N*Sync played for a while before being joined by Areosmith who were joined by Brittny Spears. Then Mary J. Blige showed up out of absolutely nowhere. They all finished the show by singing together at the same time, thus giving an entire generation of children watching ADHD.
To be honest, while it was, as Lewis Black put it ‘a trifecta from Hell’, it was actually an entertaining show. It came at a time when we were digesting pop culture as fast as we consume Big Macs and it hit every single level of entertainment it could, from literally playing every song from the 90s during the intro to bouncing from old rock to new pop and R&B. Love it or hate it, Super Bowl XXXV had one of the most entertaining halftime shows ever.
4. Bruce Springsteen Shows He’s Still The Boss
From Super Bowl XLIII: Steelers 27, Cardinals 23
The Super Bowl experienced a trend of timidness following the Janet Jackson incident, but even though all they did was roll out old rocker after old rocker, Bruce Springsteen managed to make the best of it and turned in one of the most energetic halftime shows in recent memory. There wasn’t any crazy choreography, not wild pyrotechnics or dance numbers — just The Boss and his E Street Band rocking out to old tunes that everyone of every age knows and loves.
It’s a halftime show that featured no controversy (although Springsteen did crotch slide into a stage camera, but you can’t win them all), yet we still talk about it today.
3. U2 Makes Sure We Never Forget
Super Bowl XXXVI: Patriots 20, Rams 17
9/11 changed so much about America, and the Super Bowl is absolutely no exception. For the first time in the history of the game, the Super Bowl was being held in February, the logos were changed to reflect patriotism and the halftime show was notably mild but poignantly powerful. The band started off their set with their usual power and force, but it was their closing number that is still remembered to this day as one of the most touching moments in Super Bowl history.

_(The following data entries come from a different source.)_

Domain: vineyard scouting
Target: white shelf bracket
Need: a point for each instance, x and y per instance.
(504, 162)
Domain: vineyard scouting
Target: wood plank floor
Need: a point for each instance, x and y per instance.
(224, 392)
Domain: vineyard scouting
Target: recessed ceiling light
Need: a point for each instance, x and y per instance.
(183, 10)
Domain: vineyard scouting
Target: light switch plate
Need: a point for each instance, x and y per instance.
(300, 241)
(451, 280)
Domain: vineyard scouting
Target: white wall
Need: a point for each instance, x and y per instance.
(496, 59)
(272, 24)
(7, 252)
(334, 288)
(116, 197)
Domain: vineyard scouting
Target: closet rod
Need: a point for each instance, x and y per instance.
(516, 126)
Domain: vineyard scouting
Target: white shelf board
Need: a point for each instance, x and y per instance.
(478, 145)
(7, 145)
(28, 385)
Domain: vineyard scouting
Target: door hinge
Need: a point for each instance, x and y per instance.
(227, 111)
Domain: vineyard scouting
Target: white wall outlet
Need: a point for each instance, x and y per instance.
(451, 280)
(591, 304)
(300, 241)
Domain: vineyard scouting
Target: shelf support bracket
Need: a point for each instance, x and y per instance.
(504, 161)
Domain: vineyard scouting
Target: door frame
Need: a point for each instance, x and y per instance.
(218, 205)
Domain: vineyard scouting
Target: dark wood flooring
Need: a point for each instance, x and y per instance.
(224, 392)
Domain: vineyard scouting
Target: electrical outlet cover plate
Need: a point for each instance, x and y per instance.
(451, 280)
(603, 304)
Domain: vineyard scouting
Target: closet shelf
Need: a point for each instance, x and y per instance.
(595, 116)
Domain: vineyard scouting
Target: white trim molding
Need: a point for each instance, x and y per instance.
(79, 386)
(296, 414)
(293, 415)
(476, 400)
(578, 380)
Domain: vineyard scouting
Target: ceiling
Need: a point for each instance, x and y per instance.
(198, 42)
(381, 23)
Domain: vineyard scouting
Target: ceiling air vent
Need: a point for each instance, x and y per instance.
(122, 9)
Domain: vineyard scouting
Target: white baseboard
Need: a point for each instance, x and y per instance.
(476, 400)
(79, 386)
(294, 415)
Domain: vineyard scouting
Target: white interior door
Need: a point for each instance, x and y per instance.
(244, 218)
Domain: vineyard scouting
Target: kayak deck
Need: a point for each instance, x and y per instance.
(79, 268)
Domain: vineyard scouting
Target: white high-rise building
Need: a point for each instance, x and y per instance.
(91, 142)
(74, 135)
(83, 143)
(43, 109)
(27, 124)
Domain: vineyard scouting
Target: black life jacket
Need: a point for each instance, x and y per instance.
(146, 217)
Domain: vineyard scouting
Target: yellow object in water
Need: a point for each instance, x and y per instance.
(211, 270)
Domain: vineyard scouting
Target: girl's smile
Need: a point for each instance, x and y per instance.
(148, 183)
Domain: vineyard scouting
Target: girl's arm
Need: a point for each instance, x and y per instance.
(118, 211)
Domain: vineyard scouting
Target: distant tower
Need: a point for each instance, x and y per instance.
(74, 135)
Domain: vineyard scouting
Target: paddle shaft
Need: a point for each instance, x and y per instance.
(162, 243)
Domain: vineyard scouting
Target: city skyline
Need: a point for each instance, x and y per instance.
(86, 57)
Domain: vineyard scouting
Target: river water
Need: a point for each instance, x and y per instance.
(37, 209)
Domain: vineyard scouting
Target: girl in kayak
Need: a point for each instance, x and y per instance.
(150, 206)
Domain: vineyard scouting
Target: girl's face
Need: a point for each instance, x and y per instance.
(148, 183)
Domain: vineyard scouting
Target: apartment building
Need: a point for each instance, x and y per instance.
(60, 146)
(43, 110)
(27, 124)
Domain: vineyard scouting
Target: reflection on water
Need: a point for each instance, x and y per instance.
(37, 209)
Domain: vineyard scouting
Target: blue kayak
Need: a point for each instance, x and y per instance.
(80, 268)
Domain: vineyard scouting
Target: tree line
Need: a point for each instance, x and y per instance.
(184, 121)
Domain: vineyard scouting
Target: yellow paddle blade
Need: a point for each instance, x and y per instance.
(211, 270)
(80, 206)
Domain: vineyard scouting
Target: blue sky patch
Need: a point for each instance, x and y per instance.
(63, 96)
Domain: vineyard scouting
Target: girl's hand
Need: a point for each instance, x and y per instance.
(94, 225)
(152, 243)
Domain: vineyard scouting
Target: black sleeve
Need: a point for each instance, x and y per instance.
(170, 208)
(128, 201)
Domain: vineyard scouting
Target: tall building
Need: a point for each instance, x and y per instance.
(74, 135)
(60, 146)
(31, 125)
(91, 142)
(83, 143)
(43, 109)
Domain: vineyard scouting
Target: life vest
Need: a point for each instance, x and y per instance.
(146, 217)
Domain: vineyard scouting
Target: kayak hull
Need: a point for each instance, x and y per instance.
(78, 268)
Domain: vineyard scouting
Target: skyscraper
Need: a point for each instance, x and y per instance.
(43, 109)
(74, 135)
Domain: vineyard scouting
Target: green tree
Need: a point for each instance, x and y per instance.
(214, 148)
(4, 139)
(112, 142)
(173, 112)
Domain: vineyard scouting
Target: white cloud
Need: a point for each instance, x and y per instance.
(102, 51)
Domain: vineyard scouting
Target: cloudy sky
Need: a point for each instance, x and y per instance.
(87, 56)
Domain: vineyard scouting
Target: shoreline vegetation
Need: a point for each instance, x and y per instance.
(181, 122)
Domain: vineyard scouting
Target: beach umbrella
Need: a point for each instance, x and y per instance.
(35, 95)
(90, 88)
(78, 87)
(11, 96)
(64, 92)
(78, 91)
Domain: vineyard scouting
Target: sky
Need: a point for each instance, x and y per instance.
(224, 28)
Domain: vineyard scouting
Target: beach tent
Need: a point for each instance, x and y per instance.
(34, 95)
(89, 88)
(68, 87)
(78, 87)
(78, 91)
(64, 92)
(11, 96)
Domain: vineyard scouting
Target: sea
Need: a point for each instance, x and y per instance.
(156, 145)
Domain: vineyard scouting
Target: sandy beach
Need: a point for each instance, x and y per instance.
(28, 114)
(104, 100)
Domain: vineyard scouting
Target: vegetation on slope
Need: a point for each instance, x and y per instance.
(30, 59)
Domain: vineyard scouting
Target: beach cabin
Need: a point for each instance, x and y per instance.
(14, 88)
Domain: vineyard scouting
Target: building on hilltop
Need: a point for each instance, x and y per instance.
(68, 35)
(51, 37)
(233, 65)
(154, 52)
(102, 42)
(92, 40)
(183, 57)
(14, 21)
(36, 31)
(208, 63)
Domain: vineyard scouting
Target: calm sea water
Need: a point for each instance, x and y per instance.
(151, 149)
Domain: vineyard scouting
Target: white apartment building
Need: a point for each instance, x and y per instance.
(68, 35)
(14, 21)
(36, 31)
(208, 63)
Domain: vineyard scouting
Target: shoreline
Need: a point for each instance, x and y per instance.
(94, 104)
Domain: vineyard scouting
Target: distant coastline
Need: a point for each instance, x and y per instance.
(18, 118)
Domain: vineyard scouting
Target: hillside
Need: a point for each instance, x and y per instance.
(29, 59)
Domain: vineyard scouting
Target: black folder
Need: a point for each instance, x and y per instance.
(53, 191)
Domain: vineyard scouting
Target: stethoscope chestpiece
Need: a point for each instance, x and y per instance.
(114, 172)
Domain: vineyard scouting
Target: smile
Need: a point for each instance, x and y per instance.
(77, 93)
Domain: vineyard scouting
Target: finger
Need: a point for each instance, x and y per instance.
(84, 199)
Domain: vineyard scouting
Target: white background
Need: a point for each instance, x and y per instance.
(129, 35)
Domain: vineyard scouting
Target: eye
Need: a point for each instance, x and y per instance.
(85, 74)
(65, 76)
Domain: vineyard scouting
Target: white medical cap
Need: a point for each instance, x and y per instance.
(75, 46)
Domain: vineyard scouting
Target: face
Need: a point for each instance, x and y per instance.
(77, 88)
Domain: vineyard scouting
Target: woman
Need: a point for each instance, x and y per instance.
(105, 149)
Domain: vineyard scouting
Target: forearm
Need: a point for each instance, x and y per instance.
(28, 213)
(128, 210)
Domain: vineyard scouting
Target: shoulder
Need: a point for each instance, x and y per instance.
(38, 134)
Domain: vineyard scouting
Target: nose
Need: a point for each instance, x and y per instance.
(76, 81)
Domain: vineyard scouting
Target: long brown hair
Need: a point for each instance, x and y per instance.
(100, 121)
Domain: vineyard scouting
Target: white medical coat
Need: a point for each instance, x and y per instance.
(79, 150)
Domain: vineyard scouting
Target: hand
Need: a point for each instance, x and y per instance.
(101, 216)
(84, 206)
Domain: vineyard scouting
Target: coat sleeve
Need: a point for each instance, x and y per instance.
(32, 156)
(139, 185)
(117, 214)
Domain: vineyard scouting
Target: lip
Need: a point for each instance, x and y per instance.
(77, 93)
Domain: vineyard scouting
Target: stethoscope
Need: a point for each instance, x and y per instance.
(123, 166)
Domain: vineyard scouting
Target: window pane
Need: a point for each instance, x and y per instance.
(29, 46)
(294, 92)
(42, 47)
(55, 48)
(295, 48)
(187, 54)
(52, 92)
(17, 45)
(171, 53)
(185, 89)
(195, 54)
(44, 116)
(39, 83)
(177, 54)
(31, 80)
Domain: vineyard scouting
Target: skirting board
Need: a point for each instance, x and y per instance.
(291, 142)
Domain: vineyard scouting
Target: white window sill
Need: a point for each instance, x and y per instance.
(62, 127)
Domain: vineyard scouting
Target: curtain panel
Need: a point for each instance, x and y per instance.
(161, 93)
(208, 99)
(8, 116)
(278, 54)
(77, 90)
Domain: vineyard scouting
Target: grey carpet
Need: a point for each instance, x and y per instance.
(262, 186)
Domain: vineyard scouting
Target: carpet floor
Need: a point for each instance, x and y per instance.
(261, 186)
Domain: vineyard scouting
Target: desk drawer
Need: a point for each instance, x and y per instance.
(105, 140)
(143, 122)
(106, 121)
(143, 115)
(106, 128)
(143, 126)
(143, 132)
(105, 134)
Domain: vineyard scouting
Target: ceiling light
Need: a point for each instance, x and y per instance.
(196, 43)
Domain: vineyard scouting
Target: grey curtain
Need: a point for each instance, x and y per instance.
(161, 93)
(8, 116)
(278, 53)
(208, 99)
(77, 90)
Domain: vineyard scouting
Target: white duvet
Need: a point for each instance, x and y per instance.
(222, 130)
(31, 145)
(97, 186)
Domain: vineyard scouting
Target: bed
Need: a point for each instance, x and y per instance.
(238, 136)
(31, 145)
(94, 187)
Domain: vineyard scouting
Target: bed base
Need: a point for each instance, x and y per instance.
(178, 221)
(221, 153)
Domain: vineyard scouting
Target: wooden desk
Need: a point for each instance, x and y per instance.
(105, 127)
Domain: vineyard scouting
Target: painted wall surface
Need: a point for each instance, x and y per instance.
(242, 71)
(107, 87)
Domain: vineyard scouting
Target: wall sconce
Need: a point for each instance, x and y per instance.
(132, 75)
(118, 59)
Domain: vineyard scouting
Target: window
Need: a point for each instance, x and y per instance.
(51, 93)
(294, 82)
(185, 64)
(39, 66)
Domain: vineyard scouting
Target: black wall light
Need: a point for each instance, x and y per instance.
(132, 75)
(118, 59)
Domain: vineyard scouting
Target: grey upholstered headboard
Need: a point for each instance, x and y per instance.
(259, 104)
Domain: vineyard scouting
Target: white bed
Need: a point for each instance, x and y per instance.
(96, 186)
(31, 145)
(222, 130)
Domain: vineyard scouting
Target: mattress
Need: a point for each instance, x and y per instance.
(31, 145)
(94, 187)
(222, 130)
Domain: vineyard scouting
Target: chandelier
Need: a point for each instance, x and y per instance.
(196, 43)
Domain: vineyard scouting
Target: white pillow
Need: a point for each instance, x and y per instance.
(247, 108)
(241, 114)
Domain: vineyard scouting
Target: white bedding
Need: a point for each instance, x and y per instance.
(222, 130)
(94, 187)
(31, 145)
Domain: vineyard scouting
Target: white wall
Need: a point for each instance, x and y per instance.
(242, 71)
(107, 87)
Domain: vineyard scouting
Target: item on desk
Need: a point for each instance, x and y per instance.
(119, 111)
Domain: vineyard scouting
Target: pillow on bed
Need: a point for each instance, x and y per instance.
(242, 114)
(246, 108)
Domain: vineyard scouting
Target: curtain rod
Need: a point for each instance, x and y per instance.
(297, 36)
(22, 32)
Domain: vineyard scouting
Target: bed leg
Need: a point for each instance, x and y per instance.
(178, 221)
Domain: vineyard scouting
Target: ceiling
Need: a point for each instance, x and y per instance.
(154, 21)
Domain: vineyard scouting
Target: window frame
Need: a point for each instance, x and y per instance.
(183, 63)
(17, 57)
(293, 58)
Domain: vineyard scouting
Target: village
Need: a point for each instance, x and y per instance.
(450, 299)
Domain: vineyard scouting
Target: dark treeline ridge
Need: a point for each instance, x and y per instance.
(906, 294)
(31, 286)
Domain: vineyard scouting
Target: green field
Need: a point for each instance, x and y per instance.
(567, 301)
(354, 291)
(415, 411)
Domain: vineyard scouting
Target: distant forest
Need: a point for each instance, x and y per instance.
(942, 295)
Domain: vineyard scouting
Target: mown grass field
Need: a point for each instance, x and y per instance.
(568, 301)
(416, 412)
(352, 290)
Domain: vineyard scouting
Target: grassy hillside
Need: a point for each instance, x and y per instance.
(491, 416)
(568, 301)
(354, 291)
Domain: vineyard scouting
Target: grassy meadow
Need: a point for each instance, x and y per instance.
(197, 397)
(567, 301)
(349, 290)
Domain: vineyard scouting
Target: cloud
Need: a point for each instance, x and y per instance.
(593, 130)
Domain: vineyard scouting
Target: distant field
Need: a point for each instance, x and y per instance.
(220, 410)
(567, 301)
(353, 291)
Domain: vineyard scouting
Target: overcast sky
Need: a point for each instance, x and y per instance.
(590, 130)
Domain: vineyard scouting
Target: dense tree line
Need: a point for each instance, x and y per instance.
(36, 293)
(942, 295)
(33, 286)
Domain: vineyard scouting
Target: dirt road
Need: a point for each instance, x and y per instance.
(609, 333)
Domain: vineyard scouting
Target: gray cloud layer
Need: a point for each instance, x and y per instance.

While the band played “Where The Streets Have No Names” a massive screen behind them on stage scrolled through every single name of every single person killed on September 11th, and when the set was over, Bono closed the show by tearing open his jacket to reveal the Stars and Stripes lining the inside of his jacket.
It’s still moving to watch 12 years later.
2. Michael Jackson Revolutionizes the Halftime Show
Super Bowl XXVII: Cowboys 52, Bills 17
Before 1993, Super Bowl Halftime shows were basically throwaway gags that interrupted the biggest game of the year. After 1993, The King f Pop had turned it into a spectacle, something that continues even to this day. Setting aside all your lame jokes about how Michael Jackson was surrounded by kids at one point in his show, MJ did as much for the Super Bowl as any athlete who’s ever played in the game.
Whoever came up with the idea to put the most popular music act in the world on a stage at halftime of the Super Bowl is a genius. Busting out classics like ‘Billie Jean’, ‘Jam’, and ‘Black or White’ before capping things off with a snippet of ‘We Are The World’ with 3,500 children from the Los Angeles area, Jackson turned in one of the most revolutionary concerts ever. Anytime you get to see Michael Jackson live, it’s a big deal.
Putting him in the halftime show changed the face of what the halftime show was and created the spectacles we live with today.